Professor Eric Tsui, Associate Director, Knowledge Management
Research Centre at Hong Kong Polytechnic University, said that it was
easy getting academics to adopt video conferencing as a blended
learning option.
“The biggest hurdle is getting it started. Firstly, one type of
blended learning is collaborative learning – whereby we have video
conferencing, video lectures and so forth.
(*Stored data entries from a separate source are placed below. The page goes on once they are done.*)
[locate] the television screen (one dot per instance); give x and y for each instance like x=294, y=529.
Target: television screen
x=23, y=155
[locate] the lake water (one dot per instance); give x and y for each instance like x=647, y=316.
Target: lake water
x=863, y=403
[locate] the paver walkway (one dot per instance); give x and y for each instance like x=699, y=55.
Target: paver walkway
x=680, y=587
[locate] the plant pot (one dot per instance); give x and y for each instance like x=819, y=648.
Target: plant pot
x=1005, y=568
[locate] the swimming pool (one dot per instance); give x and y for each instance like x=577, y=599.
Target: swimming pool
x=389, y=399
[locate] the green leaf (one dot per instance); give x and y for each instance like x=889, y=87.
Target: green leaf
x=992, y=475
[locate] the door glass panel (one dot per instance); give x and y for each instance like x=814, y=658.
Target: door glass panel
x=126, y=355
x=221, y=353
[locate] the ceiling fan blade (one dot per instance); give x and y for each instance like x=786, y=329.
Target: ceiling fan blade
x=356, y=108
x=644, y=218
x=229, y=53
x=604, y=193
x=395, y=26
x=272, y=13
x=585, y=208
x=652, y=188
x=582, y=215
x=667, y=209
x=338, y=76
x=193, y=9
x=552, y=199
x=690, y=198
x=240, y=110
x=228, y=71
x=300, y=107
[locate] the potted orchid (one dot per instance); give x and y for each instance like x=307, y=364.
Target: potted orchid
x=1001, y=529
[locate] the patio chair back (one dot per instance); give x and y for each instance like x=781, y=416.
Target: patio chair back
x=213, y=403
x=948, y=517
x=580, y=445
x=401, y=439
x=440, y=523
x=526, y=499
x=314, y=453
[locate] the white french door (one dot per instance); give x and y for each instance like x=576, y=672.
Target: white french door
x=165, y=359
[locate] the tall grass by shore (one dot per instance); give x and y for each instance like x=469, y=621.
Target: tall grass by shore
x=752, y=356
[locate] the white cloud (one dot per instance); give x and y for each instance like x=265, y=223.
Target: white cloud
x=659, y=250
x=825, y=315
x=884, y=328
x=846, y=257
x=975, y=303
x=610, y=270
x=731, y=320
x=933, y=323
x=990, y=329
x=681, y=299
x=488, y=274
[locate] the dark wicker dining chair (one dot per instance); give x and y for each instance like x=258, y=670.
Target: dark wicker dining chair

I find it very easy to get
academics to adopt this – if I’ve proposed an overseas speaker to
deliver an overseas case study – I find the students are not located in
one particular location, so we need to bring courses to them.”
The take-up of new technology among university staff was more of a generational reality, rather than a problem, he said.
“The environment itself doesn’t lend itself to a blending learning culture.
“One of the factors is the demography of
the academic staff in the departments, and we are finding that those who
are generation Y and Z tend to be more reactive and responsive to
blended learning.”
Vice Provost, (Teaching and Learning), University of Nottingham,
Malaysia, Professor Stephen Doughty stressed that it was important to
get the technology right at an institutional level.
“Sometimes we can forget that and focus on how to get the technology
to work, rather than how to get the most out of it,” he said.
“It’s not just about ‘this is how you switch it on, this is how you
operate it, this is how you switch it off again’, it’s about how you
utilise this in teaching and how you use this to aid the student’s
learning experience.
But he added: “Staff attitude isn’t always to do with the staff, the
staff could have wanted to engage, but if at an institutional level you
get it wrong, you face an uphill battle to get them back on board.